Les théories féministes sur les relations internationales se retrouvent souvent au sein de l'anti-impérialisme. Elles peuvent faire le lien entre le sexisme ou le patriarcat et la guerre et l'hégémonie en de nombreuses occasions : par exemple, rapprocher l'idée de masculinité et la dérive vers la guerre ou une théorie sur la manière dont l'être et l'autre sont construits qui mélange des notions occidentales récentes sur l'homme et la femme considérées comme sexistes avec d'autres notions occidentales sur l’État-nation et l'étranger considérées comme racistes et colonialistes. Ou bien encore, la localisation de la cause de l’échec des responsables gouvernementaux quant à la résolution pacifique des conflits, ou à considérer les vues des autres à travers le prisme d'une idéologie qui analyse le caractère socialement construit des « qualités » généralement associées aux femmes, à savoir l'amour, l'empathie et la soumission. Ann Tickner et Cynthia Enloe sont des écrivains connues de ce mouvement.
Il y a une division stricte entre la droite anti-impérialiste dans les pays puissants et celle de la droite des plus faibles. Ceci est relié à l'attachement idéologique de la droite anti-impérialiste à la nation ou au peuple.
Les courants de pensée de « droite » et « anti-impérialistes » qui s'expriment au sein des-dites puissances impérialistes se scindent en deux pôles: le libertarianisme et le paléo-conservatisme. Ce dernier étant représenté par Andrew Bacevich et Pat Buchanan, diffère du premier, représenté par Justin Raimondo et Ron Paul, par son association au conservatisme social. Les deux ont plus d'influence aux États-Unis qu'ailleurs, et tendent à considérer l'impérialisme comme étant contre les intérêts et les traditions de leur patrie, ce qui leur donne une continuité idéologique avec l'isolationnisme.
Le nationalisme de droite et les mouvements fondamentalistes religieux, qui sont une réaction contre l'impérialisme, font partie de cette catégorie. Par exemple, Khomeini a historiquement tiré une grande partie de sa popularité du fait qu'il s'opposait à l'interventionnisme des États-Unis et leur ingérence en Iran et au Moyen-Orient. Il peut donc être considéré comme anti-impérialiste.

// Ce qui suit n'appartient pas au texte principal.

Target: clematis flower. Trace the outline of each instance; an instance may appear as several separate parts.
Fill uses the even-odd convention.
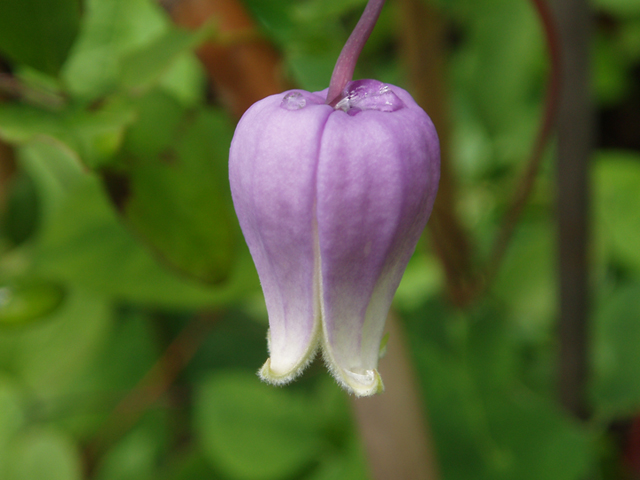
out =
[[[384,324],[433,207],[440,152],[405,90],[359,80],[330,92],[284,92],[244,114],[231,193],[269,314],[260,376],[287,383],[320,348],[343,387],[371,395],[383,388]]]

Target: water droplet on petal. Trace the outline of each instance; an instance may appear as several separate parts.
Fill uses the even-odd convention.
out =
[[[346,95],[336,104],[336,109],[353,116],[363,110],[395,112],[404,106],[389,85],[377,80],[357,80],[349,84]]]
[[[307,99],[300,92],[289,92],[282,99],[280,106],[286,110],[300,110],[307,104]]]

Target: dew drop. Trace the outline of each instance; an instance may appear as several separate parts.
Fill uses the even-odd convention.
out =
[[[377,80],[357,80],[349,84],[347,93],[336,104],[336,109],[349,115],[356,115],[363,110],[395,112],[404,107],[391,87]]]
[[[282,99],[280,106],[286,110],[300,110],[307,104],[307,100],[300,92],[289,92]]]

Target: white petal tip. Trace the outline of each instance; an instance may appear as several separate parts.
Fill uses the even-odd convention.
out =
[[[297,370],[290,370],[285,373],[276,372],[271,369],[271,358],[267,358],[267,361],[264,362],[262,368],[258,370],[258,376],[267,383],[271,383],[273,385],[284,385],[294,380],[301,372],[301,368]]]
[[[369,397],[384,391],[384,384],[378,370],[352,371],[342,370],[340,383],[356,397]]]
[[[315,350],[311,350],[308,354],[291,368],[279,369],[272,368],[271,357],[267,358],[264,365],[258,370],[258,376],[265,382],[273,385],[285,385],[292,382],[302,374],[305,368],[311,363]]]

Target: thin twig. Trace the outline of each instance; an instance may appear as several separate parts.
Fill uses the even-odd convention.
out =
[[[522,215],[522,211],[529,200],[533,185],[540,169],[542,157],[551,138],[553,127],[556,122],[560,100],[561,85],[561,54],[558,31],[555,25],[553,14],[545,0],[531,0],[533,6],[540,17],[547,43],[547,50],[551,60],[549,80],[545,98],[544,114],[538,130],[538,134],[533,145],[531,157],[527,163],[518,186],[510,202],[509,210],[505,215],[502,228],[496,236],[493,244],[492,254],[485,273],[485,289],[495,278],[500,264],[504,258],[509,241],[513,236],[515,227]]]

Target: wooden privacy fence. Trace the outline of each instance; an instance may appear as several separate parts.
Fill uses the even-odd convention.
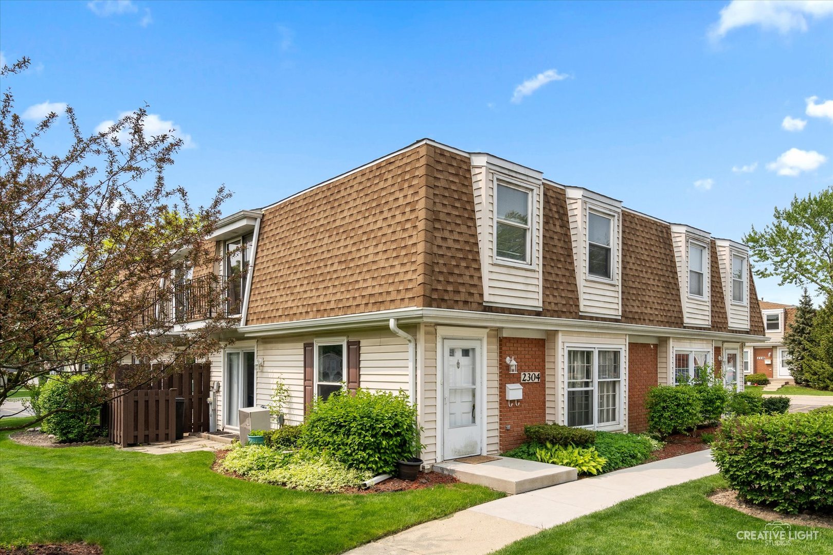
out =
[[[127,447],[177,439],[177,390],[115,392],[107,404],[110,441]]]

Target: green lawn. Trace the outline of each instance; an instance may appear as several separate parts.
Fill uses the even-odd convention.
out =
[[[820,530],[815,541],[793,540],[788,547],[764,541],[739,540],[739,531],[764,531],[766,523],[706,498],[725,488],[710,476],[661,489],[581,517],[520,540],[500,555],[559,553],[574,555],[819,555],[833,553],[833,530]],[[793,526],[792,530],[811,530]]]
[[[337,553],[503,495],[463,483],[369,495],[298,492],[215,473],[209,452],[50,449],[7,436],[0,434],[0,544],[84,540],[107,555]]]

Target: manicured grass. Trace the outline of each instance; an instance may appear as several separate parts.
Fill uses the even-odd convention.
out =
[[[725,488],[720,476],[710,476],[661,489],[576,518],[512,543],[500,555],[559,553],[588,555],[701,555],[702,553],[833,553],[833,530],[793,526],[792,530],[819,530],[818,538],[793,540],[788,547],[764,541],[739,540],[739,531],[762,532],[766,523],[711,503],[706,496]]]
[[[50,449],[7,436],[0,434],[0,545],[83,540],[107,555],[337,553],[503,495],[463,483],[368,495],[298,492],[212,472],[209,452]]]
[[[833,391],[822,391],[803,385],[782,385],[776,391],[764,391],[765,395],[833,395]]]

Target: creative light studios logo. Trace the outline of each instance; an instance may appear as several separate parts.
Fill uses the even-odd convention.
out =
[[[793,530],[791,524],[778,521],[767,523],[763,530],[739,530],[737,538],[763,542],[764,545],[788,546],[793,542],[817,539],[818,530]]]

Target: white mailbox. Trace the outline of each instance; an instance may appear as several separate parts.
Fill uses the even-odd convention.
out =
[[[519,401],[523,399],[523,386],[520,384],[506,384],[506,400]]]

En Europe, une partie de l'extrême droite se pose en adversaire de l'impérialisme américain. C'est notamment le cas du courant nationaliste révolutionnaire, de certains néofascistes, des nationaux-anarchistes et des nationaux-bolcheviques, qui prône une troisième voie entre capitalisme et communisme et reprend à son compte une partie de la rhétorique anticapitaliste de la gauche et de l'extrême gauche[6].
Le djihadisme a fait de la lutte contre l'impérialisme américain et occidental l'un des axes de sa propagande. L'anti-impérialisme est notamment présent dans les discours d'Al-Qaïda et de l'État islamique [7].